From 80c08282e91389e1d5453c730e470332cdcf3a70 Mon Sep 17 00:00:00 2001
From: feder <feder@localhost>
Date: Mon, 20 Feb 2017 17:51:46 +0300
Subject: [PATCH] Using grab module for parsing

---
 hptoad.py        | 50 ++++++++++++++++--------------------------------
 requirements.txt |  3 +--
 2 files changed, 18 insertions(+), 35 deletions(-)

diff --git a/hptoad.py b/hptoad.py
index 65eb0cc..d5e71fe 100755
--- a/hptoad.py
+++ b/hptoad.py
@@ -9,15 +9,7 @@ import subprocess
 import sys
 import time
 import sleekxmpp
-
-# --- page's head title parser
-import requests
-from lxml.html import fromstring
-from lxml.html import etree
-from bs4 import UnicodeDammit
-import chardet
-# --- page's head title parser
-
+from grab import Grab # page's head title parser
 
 opts = {
   "muc":      "room@conference.example.com",
@@ -186,34 +178,26 @@ class Hptoad:
         reply = ""
         err = None
 
-# --- page's head title parser
+        # --- page's head title parser
         if not (body.startswith("Link:") or body.startswith("\nLink:")) and not (body.startswith(self.bot_nick)):
             links = re.findall(r'(http[s]?://\S*)',body)
             if links:
                 for link in links:
-                    link=link.replace('>','')
-# http://stackoverflow.com/questions/29681486/problems-with-encoding-while-parsing-html-document-with-lxml
-                    page = requests.get(link)
-                    ud = UnicodeDammit(page.content, is_html=True)
-                    enc = ud.original_encoding.lower()
-                    declared_enc = ud.declared_html_encoding
-                    if declared_enc:
-                        declared_enc = declared_enc.lower()

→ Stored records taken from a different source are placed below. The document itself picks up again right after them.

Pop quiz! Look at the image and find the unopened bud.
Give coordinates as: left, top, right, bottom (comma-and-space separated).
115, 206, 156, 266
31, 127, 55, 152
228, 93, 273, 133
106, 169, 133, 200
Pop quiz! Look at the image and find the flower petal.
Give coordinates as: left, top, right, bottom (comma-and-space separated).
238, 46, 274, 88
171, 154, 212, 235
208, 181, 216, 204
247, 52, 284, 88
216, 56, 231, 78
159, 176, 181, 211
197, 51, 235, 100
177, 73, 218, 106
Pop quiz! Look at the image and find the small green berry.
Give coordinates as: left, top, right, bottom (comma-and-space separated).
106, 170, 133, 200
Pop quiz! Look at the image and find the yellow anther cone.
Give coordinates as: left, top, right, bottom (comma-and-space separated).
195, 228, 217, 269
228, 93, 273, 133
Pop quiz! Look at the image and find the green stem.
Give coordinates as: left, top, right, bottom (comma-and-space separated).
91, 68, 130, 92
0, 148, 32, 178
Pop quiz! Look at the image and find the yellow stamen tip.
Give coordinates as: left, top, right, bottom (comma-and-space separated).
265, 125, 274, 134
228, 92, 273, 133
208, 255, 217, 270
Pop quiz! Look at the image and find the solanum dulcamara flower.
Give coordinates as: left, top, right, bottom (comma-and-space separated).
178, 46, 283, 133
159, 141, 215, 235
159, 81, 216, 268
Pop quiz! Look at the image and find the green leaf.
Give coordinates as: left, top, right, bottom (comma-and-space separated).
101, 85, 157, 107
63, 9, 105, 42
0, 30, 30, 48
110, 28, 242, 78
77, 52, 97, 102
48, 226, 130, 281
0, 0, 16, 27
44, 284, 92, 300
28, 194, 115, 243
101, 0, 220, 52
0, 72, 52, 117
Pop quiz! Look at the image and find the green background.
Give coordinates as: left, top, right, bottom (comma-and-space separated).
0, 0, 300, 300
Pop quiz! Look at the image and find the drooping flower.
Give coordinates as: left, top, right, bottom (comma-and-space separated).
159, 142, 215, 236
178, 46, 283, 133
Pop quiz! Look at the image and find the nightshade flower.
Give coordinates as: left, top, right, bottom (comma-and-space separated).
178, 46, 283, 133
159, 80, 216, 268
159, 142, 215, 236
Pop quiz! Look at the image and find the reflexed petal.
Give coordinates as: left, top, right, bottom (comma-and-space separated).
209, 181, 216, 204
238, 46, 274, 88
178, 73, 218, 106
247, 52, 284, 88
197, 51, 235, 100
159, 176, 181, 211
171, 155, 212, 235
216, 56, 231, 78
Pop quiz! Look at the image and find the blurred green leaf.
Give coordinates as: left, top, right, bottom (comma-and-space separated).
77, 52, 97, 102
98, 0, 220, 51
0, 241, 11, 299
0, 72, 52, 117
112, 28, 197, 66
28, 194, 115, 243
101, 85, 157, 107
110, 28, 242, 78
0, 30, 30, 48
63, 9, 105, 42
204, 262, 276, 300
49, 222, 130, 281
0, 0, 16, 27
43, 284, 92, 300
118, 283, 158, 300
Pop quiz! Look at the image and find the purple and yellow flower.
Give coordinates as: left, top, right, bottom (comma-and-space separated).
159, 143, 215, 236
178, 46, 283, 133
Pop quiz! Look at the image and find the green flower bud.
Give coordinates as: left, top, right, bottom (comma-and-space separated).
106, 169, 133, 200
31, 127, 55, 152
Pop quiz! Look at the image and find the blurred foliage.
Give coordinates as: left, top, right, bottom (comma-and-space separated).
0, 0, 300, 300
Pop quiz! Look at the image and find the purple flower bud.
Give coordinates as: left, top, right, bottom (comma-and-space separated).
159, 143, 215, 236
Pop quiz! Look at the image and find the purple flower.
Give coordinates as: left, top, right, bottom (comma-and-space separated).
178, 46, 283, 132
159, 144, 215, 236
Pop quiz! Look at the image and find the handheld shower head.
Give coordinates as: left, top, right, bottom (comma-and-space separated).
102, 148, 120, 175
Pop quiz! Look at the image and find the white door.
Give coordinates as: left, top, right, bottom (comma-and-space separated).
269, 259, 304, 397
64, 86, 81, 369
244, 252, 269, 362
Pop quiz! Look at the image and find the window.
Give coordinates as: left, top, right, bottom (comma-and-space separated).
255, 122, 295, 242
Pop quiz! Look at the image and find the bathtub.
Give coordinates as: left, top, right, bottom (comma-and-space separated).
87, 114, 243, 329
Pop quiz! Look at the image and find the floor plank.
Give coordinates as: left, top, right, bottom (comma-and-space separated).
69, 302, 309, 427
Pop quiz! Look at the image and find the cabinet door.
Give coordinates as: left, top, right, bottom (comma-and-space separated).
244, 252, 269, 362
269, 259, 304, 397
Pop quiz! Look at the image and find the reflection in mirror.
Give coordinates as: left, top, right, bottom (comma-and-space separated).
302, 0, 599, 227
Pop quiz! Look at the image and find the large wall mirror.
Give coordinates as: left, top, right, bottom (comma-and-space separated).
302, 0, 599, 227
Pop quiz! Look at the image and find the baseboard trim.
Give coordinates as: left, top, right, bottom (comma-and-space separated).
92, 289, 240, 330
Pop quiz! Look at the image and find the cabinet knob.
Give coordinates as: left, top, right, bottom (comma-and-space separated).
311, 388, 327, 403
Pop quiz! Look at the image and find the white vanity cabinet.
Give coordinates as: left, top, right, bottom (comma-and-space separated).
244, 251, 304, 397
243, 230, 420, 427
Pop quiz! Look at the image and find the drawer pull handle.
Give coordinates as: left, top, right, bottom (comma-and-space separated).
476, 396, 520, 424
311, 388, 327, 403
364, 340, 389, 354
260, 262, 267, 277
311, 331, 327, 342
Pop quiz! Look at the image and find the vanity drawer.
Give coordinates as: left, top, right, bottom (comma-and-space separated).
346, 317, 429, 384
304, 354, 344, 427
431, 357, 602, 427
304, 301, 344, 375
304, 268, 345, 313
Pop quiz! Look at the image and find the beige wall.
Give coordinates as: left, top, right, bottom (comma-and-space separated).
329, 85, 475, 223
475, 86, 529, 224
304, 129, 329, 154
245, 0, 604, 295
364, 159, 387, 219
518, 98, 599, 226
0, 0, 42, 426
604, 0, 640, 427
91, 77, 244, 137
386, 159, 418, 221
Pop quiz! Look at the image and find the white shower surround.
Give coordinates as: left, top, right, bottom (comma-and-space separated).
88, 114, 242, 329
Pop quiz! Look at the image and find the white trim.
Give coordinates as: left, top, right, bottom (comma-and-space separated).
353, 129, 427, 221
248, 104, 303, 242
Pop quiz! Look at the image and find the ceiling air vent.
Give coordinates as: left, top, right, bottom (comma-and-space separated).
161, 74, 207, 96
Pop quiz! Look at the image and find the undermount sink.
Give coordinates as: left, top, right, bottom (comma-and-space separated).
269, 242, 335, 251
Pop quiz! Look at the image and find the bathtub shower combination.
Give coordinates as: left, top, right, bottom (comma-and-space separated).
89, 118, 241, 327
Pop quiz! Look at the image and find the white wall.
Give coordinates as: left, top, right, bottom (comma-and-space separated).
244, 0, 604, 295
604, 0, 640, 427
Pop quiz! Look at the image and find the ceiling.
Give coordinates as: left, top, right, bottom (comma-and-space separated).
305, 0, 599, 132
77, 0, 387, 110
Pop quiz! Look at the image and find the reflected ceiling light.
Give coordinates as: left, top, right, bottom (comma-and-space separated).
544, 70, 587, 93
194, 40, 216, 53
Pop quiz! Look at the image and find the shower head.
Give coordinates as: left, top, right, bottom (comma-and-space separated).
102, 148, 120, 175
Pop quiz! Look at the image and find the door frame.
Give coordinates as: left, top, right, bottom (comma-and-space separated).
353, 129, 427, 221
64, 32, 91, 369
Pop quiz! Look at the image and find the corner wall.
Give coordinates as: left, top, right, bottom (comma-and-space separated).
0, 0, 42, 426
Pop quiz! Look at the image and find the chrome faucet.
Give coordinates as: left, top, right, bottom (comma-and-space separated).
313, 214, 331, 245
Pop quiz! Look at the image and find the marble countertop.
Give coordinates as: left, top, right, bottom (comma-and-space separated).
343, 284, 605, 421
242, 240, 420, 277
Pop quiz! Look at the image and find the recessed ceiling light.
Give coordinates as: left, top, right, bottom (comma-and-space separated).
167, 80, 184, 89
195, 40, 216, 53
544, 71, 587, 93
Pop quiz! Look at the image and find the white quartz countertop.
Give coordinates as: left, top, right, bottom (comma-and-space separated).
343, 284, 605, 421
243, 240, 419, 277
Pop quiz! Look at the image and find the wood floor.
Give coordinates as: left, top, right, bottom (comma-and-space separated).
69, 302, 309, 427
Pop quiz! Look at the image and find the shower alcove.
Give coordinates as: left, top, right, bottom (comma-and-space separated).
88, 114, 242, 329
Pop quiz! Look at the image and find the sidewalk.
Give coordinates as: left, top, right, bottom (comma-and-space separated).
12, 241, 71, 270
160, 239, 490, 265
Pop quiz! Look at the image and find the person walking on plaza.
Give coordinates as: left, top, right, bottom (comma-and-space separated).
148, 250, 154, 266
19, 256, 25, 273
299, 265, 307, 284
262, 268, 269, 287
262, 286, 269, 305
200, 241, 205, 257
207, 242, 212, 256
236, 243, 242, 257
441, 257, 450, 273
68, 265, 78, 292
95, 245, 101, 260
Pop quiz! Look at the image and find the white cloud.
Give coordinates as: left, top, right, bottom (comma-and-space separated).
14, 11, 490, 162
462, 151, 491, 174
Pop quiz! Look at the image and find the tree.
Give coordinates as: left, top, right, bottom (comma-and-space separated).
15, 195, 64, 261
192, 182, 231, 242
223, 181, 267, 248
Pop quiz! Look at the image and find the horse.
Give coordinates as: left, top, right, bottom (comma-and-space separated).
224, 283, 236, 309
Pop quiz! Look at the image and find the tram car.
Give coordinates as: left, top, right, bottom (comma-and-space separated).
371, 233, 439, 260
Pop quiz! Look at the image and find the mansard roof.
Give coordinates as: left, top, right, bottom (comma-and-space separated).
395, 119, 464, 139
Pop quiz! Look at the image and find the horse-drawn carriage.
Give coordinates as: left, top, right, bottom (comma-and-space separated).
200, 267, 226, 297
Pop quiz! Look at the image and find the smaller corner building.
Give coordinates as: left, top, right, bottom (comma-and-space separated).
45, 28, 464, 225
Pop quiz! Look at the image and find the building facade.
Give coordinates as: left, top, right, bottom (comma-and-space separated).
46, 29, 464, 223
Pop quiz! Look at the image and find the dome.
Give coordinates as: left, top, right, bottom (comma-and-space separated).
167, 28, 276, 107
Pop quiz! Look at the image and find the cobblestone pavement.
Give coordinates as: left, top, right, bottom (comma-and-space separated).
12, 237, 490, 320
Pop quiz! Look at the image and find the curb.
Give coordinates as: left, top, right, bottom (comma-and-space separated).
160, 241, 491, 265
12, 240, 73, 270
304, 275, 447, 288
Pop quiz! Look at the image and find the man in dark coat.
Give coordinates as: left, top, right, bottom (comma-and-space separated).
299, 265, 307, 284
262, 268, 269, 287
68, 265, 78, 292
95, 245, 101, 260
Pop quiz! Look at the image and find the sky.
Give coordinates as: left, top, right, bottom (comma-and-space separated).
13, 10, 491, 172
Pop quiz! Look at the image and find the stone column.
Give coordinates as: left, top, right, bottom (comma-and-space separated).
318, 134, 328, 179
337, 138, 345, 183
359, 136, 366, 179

-                    if (declared_enc and enc != declared_enc):
-                        detect_dict = chardet.detect(r.content)
-                        det_conf = detect_dict["confidence"]
-                        det_enc = detect_dict["encoding"].lower()
-                        if enc == det_enc and det_conf < THRESHOLD_OF_CHARDETECT:
-                            enc = declared_enc
-                    content = page.content.decode(enc, "ignore").encode(enc)
-                    htmlparser = etree.HTMLParser(encoding=enc)
-                    root = etree.HTML(content, parser=htmlparser)
-                    title = root.findtext('.//title')
-                    if (len(links) > 1):
-                        reply = reply + "\nLink: %s" % title
-                    else:
-                        reply = reply + "Link: %s" % title
-# --- page's head title parser
+                    link = link.replace('>','')
+
+                    try:
+                        g = Grab()
+                        g.go(link)
+                        title = g.xpath_text('//title')
+                    except:
+                        title = ""
+
+                    if (title):
+                        if (len(links) > 1):
+                            reply = reply + "\nLink: %s" % title
+                        else:
+                            reply = reply + "Link: %s" % title
+        # --- page's head title parser
 
         # Has to be redone with the current bot nick.
         call_regexp = re.compile("^%s[:,]" % self.bot_nick)
diff --git a/requirements.txt b/requirements.txt
index c8f5a3f..528a479 100644
--- a/requirements.txt
+++ b/requirements.txt
@@ -1,3 +1,2 @@
 sleekxmpp>=1.2.0
-bs4
-lsxm
+grab